The paper introduces SlotVTG, an object-centric adapter framework for Generalizable Video Temporal Grounding (VTG) using Multimodal Large Language Models (MLLMs). It utilizes a lightweight Slot Adapter and a Slot Alignment Loss to decompose video tokens into entity-level representations, achieving state-of-the-art Out-of-Domain (OOD) generalization.
TL;DR
Current Multimodal Large Language Models (MLLMs) are surprisingly bad at generalizing in Video Temporal Grounding (VTG). They tend to "cheat" by memorizing dataset biases rather than looking at the video. SlotVTG fixes this by introducing a lightweight Slot Adapter that forces the model to perceive videos as a collection of semantic objects (slots), rather than an undifferentiated blob of pixels. This simple change leads to massive improvements in zero-shot transfer across different video domains.
The "Shortcut" Problem: Why MLLMs Fail at Generalization
In the world of Video Temporal Grounding, the goal is simple: find the start and end times of an event described in text. However, the authors discovered a disturbing trend: fine-tuned MLLMs often ignore the actual visual content on Out-of-Domain (OOD) data.

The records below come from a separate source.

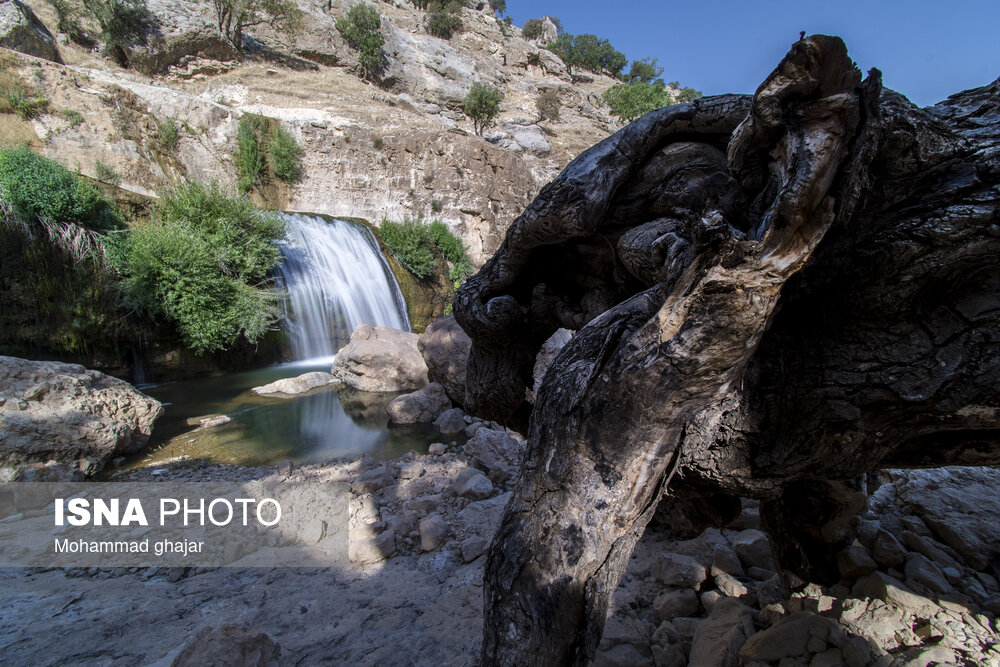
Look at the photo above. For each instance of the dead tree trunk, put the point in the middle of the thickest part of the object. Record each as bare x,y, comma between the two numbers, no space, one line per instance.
773,295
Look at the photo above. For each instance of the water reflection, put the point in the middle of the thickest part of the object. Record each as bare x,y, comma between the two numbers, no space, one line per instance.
313,428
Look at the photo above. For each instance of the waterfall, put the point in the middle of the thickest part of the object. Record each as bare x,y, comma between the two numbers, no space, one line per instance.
336,279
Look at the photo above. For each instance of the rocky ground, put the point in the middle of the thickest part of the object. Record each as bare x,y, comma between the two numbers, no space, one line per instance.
919,586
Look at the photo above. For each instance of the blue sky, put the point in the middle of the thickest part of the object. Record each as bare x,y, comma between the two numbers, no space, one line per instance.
926,50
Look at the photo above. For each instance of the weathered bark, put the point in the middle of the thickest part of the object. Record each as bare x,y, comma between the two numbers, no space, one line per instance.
772,296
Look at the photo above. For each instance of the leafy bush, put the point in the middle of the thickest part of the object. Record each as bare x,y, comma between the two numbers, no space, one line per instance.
361,29
532,29
452,249
628,101
588,52
284,155
410,243
233,17
482,104
124,24
249,160
37,187
547,104
205,266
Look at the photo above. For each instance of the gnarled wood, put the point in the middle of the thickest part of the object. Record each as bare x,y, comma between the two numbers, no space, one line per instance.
772,296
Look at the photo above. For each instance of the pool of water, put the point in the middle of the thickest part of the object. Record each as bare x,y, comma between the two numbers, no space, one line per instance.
324,425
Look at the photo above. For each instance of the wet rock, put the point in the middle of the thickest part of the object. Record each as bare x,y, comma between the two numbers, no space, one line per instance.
673,603
68,414
887,551
288,387
20,30
419,407
717,641
372,480
496,453
678,570
229,644
753,548
472,548
926,573
433,531
381,359
725,560
445,349
855,562
472,483
451,421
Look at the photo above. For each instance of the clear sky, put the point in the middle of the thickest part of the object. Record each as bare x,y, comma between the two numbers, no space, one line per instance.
926,50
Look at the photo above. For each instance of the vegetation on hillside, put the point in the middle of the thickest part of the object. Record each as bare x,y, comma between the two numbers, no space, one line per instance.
265,150
233,17
204,265
73,279
482,104
416,245
361,29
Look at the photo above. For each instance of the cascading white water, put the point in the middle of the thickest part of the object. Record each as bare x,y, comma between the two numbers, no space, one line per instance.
336,279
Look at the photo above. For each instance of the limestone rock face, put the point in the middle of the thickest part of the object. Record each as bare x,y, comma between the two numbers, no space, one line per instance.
230,644
380,359
422,406
68,414
287,387
445,348
20,30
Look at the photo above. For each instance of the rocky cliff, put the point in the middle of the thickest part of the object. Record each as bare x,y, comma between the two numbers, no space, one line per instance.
400,148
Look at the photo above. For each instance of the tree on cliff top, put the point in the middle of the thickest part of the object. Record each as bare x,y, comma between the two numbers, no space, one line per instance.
361,29
482,105
235,16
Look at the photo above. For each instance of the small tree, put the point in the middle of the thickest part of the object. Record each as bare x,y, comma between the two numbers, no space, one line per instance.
482,105
628,101
362,30
235,16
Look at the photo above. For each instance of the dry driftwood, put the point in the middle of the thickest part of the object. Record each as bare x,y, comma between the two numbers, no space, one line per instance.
772,295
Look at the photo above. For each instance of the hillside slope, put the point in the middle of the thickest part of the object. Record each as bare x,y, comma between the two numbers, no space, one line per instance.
403,148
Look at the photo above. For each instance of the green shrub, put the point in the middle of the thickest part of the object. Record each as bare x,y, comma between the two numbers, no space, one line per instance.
205,267
410,243
284,155
168,134
532,29
628,101
73,117
37,187
26,105
482,104
453,250
249,160
362,30
547,103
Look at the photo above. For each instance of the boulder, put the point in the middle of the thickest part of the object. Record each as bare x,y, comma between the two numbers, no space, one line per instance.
451,421
287,387
51,411
229,644
445,348
496,453
420,407
718,640
381,359
20,30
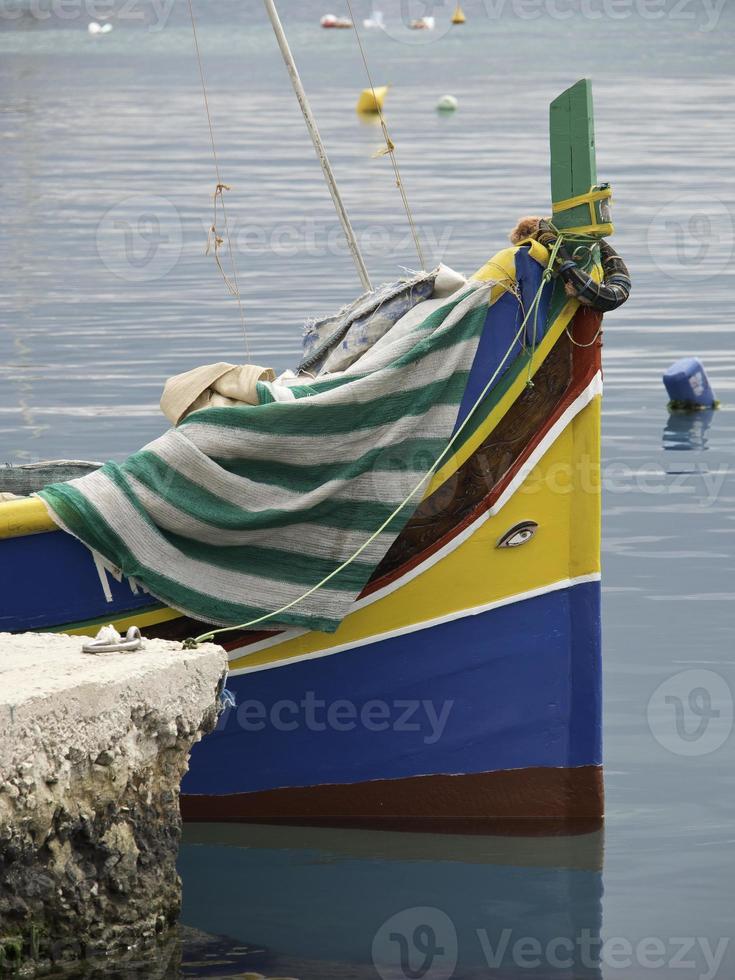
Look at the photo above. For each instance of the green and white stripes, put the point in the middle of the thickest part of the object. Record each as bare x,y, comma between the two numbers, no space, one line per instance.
239,511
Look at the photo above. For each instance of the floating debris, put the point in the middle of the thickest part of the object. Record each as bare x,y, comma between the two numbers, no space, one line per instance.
331,20
688,386
447,103
371,99
423,24
375,20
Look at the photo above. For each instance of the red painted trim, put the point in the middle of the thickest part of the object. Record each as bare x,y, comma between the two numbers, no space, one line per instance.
537,800
586,362
585,365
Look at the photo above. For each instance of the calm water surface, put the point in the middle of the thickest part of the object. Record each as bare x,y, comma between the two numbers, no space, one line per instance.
106,197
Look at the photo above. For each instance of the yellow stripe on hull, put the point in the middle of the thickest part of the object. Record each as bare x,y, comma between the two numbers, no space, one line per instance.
562,494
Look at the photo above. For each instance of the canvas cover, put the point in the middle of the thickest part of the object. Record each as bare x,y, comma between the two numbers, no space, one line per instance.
241,510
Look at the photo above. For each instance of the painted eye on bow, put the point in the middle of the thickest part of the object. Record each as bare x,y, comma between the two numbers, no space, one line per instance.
517,535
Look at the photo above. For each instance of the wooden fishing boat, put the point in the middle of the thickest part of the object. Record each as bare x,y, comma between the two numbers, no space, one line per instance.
463,687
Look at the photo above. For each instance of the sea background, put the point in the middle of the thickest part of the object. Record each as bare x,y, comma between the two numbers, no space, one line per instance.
106,188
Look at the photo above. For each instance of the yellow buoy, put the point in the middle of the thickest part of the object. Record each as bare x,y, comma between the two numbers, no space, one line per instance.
371,100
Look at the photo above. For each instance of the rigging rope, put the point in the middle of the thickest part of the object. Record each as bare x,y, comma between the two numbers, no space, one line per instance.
205,637
213,239
390,147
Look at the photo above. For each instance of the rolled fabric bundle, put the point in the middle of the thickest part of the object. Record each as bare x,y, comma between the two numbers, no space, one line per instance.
212,386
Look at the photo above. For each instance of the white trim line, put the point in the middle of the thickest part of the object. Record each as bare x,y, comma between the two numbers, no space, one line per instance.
415,627
582,400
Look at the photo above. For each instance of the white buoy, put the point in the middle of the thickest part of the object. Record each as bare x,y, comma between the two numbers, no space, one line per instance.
447,103
375,20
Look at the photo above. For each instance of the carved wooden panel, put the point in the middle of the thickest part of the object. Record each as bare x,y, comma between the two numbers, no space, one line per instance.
438,514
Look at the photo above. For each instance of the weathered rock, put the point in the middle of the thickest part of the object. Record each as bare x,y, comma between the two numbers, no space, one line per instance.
92,752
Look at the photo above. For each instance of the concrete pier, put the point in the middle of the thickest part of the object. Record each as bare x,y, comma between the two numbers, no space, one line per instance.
92,752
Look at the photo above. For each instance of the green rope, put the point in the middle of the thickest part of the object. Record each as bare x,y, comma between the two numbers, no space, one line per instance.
545,278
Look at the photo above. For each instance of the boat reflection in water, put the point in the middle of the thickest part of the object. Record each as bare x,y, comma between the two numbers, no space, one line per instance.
314,903
687,430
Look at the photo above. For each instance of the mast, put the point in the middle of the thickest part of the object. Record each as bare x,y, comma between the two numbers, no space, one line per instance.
318,145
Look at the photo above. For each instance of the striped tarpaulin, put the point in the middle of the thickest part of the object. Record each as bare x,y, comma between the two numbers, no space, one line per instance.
240,510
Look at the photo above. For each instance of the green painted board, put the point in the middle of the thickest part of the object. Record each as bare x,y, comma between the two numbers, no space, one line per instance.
572,144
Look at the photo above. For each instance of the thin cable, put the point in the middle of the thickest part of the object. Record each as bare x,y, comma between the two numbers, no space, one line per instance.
390,146
432,469
233,287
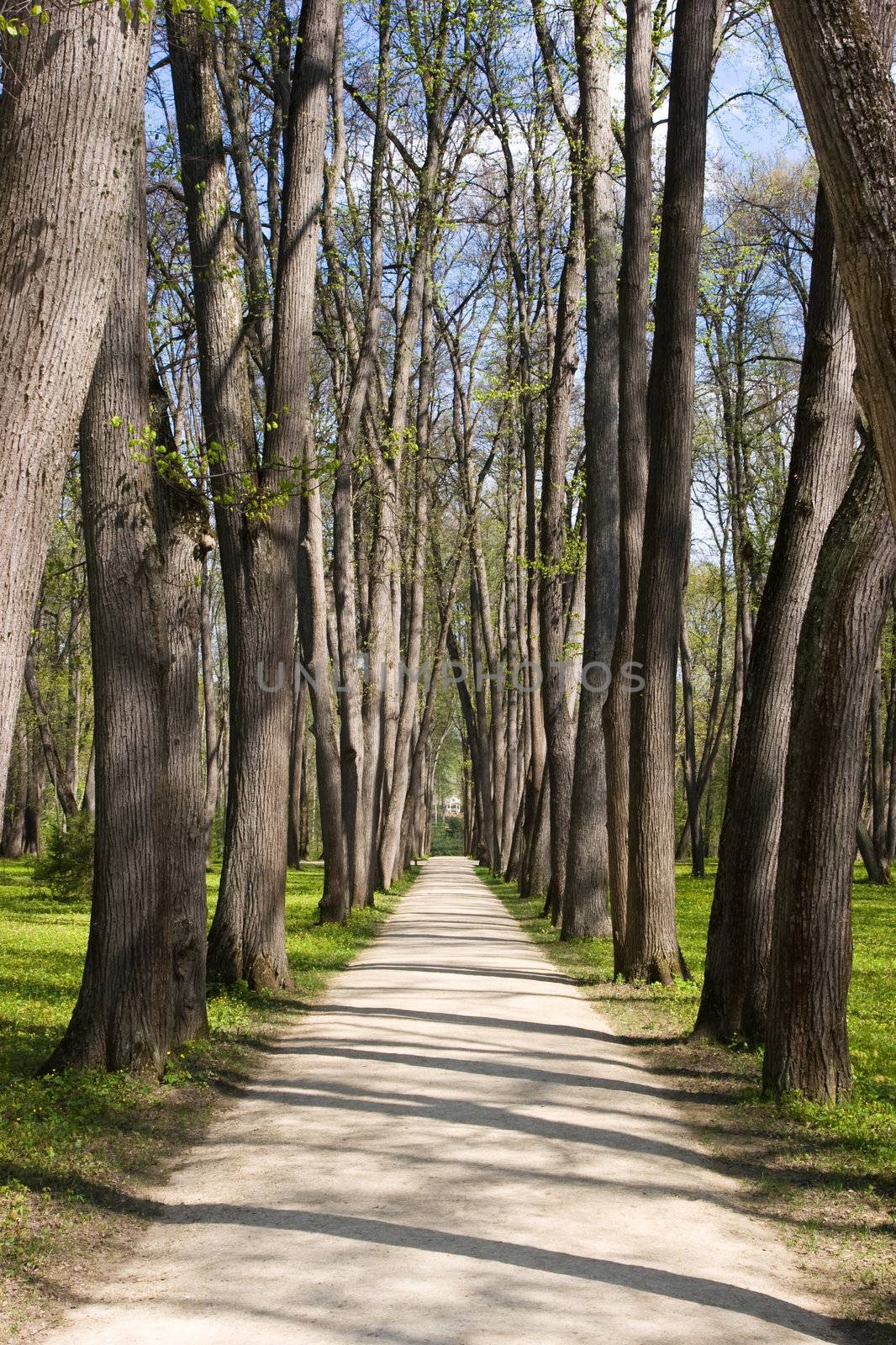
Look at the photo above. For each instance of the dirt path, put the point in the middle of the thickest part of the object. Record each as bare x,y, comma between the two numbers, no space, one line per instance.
451,1149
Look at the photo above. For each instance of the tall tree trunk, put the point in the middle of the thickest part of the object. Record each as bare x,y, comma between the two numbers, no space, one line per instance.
65,794
71,96
651,946
298,770
257,545
736,977
182,524
17,800
689,759
559,726
806,1047
213,733
842,76
634,299
584,903
123,1015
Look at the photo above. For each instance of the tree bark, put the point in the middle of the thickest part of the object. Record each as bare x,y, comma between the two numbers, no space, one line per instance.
123,1015
806,1046
587,887
736,977
65,794
651,945
842,76
71,124
634,300
559,726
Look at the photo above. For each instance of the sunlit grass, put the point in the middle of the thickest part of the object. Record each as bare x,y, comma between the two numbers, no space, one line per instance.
73,1143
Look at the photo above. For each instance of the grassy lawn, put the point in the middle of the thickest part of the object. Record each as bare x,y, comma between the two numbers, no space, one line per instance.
826,1174
73,1147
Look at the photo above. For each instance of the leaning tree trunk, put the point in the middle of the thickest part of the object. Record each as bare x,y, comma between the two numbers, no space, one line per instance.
634,300
182,522
123,1015
559,728
806,1047
71,124
584,903
737,950
257,544
842,76
651,945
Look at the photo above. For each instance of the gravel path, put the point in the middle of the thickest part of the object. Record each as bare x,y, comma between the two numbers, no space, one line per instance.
451,1149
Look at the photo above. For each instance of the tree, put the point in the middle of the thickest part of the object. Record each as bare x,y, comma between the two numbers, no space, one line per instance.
584,905
71,94
124,1013
735,985
634,299
651,946
806,1047
842,77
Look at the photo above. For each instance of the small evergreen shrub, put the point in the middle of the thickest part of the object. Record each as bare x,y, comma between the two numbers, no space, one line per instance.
65,869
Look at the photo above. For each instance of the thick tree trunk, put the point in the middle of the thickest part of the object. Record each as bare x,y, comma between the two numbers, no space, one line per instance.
806,1047
71,125
123,1015
689,759
17,800
587,887
842,76
651,946
298,771
634,299
182,524
736,977
257,548
559,725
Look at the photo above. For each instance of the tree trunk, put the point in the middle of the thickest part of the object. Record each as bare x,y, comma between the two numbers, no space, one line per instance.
736,977
213,733
842,76
298,771
651,945
634,300
559,726
689,760
123,1015
71,96
182,524
806,1047
871,858
65,794
257,544
584,903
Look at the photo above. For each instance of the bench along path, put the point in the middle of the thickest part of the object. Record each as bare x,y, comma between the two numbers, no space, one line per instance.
451,1149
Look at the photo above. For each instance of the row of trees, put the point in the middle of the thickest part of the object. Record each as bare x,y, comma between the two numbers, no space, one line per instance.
432,372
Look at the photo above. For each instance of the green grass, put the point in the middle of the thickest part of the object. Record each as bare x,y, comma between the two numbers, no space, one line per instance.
74,1145
826,1174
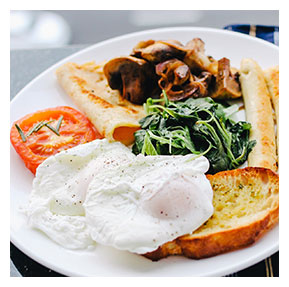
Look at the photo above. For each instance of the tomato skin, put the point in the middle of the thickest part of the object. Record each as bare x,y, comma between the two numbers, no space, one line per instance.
75,129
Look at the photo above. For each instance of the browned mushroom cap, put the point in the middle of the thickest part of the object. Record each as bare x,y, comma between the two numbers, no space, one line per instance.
178,82
159,51
227,85
134,78
196,59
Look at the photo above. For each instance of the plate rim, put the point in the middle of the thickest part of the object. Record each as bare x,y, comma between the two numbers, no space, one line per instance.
223,271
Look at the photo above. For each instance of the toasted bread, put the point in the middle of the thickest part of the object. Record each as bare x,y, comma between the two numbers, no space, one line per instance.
246,205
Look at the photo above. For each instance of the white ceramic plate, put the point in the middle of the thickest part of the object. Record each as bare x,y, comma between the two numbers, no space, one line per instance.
44,92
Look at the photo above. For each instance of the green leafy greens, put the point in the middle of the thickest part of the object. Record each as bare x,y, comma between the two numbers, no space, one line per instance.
199,126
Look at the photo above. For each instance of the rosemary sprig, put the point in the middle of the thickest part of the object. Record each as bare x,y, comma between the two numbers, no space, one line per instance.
38,126
52,128
59,123
23,137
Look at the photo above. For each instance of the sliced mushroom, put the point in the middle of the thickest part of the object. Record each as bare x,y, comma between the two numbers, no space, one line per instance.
178,82
197,60
134,78
227,84
159,51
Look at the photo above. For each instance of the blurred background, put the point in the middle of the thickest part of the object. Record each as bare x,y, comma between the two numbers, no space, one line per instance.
58,28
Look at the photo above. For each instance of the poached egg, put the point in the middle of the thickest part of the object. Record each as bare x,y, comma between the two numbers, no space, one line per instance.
101,192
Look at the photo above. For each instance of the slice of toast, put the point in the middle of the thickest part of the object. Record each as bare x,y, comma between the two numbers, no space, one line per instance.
246,205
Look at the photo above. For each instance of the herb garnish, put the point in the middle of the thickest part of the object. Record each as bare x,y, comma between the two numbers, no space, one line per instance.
23,137
199,126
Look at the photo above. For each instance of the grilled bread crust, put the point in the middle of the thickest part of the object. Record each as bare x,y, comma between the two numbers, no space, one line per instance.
246,205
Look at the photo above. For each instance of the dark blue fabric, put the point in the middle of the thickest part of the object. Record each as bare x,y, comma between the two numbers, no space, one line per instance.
268,33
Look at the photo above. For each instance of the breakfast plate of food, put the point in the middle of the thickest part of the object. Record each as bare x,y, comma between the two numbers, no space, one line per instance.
150,154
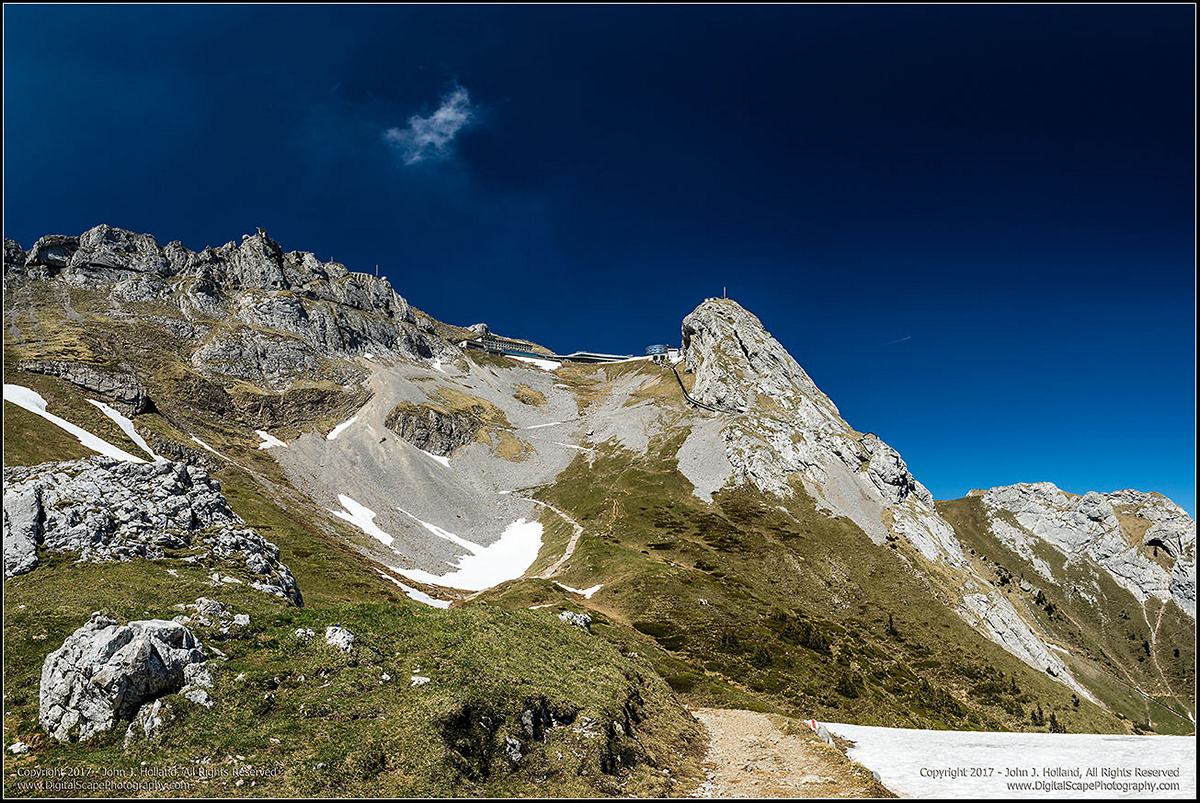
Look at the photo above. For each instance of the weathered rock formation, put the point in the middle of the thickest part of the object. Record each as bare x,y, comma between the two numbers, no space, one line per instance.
291,311
121,388
789,427
103,672
111,510
1120,532
436,431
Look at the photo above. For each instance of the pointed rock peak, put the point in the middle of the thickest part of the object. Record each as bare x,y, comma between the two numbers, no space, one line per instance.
737,361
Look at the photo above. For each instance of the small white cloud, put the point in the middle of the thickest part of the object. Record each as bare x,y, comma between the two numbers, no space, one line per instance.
430,137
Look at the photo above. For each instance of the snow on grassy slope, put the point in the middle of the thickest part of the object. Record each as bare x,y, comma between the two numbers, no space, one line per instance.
34,402
413,593
984,765
126,426
363,517
586,592
269,439
508,558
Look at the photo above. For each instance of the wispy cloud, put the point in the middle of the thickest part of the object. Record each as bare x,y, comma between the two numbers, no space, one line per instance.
430,138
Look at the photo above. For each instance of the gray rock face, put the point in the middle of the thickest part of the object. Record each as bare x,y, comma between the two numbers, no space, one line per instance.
22,531
1003,624
111,510
149,720
123,389
291,310
577,619
103,672
789,429
432,430
1091,526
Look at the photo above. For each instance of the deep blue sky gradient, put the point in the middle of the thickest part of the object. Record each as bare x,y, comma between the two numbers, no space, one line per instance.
1008,187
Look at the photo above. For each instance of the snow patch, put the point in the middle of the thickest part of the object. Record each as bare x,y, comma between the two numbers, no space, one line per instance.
444,461
127,427
905,756
34,402
337,430
508,558
363,517
414,593
546,365
586,593
269,439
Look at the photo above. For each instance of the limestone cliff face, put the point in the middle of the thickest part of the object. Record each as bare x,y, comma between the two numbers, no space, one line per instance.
253,311
1120,532
785,426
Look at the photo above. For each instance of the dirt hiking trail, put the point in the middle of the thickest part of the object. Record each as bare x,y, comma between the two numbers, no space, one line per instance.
767,755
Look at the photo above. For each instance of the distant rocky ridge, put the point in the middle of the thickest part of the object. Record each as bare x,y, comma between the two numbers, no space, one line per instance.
112,510
1091,526
291,311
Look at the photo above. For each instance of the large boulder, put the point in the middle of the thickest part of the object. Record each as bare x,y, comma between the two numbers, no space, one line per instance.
103,672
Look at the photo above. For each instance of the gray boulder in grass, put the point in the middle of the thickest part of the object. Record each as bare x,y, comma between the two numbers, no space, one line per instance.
103,672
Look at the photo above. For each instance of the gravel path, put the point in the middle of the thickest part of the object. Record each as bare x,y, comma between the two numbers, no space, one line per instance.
766,755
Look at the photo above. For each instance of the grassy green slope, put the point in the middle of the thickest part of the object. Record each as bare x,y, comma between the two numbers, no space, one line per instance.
743,603
330,725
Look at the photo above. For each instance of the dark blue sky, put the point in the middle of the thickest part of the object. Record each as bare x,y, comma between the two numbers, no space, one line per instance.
1007,191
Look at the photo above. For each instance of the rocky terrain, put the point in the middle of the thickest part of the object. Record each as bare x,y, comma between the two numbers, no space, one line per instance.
525,573
102,509
1122,532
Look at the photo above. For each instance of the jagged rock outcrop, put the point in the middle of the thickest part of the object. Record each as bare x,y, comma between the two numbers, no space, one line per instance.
103,672
436,431
1005,625
339,636
787,427
291,311
1092,526
112,510
123,389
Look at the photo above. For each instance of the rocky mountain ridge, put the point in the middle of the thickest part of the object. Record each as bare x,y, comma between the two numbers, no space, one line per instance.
1092,526
252,311
755,547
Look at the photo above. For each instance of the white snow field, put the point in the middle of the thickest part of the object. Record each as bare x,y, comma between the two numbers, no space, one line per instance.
586,593
507,558
545,365
414,593
33,401
363,517
977,765
269,439
126,427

Through a "Noise Perturbation" experiment, they found that if you blur out the ground-truth segment in a video, the model's accuracy on OOD data barely changes compared to blurring a random part of the video. This proves the model isn't truly "grounding" the query—it's guessing based on statistical shortcuts learned during training.
Methodology: Perception through Decomposition
To force the MLLM to be "honest," the authors introduce SlotVTG. The architecture relies on two key components:
1. The Slot Adapter
Instead of passing visual tokens directly into the LLM, they pass them through a bottleneck. Inside this bottleneck, a set of learnable Slots compete via Slot Attention to explain the visual features. This forces the model to disentangle the scene into discrete entities (e.g., "person," "cup," "background").

2. Slot Alignment Loss (SA Loss)
How do we ensure these slots actually correspond to objects? The authors use DINOv2—a self-supervised model known for its emergent object-aware features. By aligning the slot attention maps with DINOv2's feature similarity, the model is guided to group semantically coherent pixels into the same slot without needing explicit object bounding boxes.
Experimental Results: Generalization is Real
The results across three major benchmarks (Charades-STA, QVHighlights, ActivityNet) show that SlotVTG consistently outperforms standard fine-tuning (Chrono-Qwen) in OOD settings.
| Source $\rightarrow$ Target | Method | R1@0.5 (OOD) | Improvement | | :--- | :--- | :--- | :--- | | Charades $\rightarrow$ QVH | Baseline | 43.6 | - | | Charades $\rightarrow$ QVH | SlotVTG | 47.9 | +4.3% | | Charades $\rightarrow$ ANet | Baseline | 26.3 | - | | Charades $\rightarrow$ ANet | SlotVTG | 28.7 | +2.4% |
These gains are achieved using only ~7.6M to 23.3M trainable parameters, representing a tiny fraction of the base 3B or 7B models.
Visualizing slots: The model successfully segments "people" and "objects" even in unseen video environments, providing a domain-invariant "vocabulary" for the LLM.
Critical Insight & Conclusion
The core takeaway is that Object-Centricity is a robust prior for generalization. By compressing high-dimensional visual tokens into a few semantic slots, we create a bottleneck that filters out domain-specific "noise" (like lighting or resolution) and keeps the "entities" that are essential for reasoning.
While SlotVTG shows impressive OOD gains, the challenge remains for very complex scenes where more than 4-8 slots might be needed. Future work will likely explore dynamic slot allocation to handle increasingly cluttered video environments.
For practitioners looking to improve MLLM robustness, SlotVTG provides a clear blueprint: Don't just fine-tune—decompose.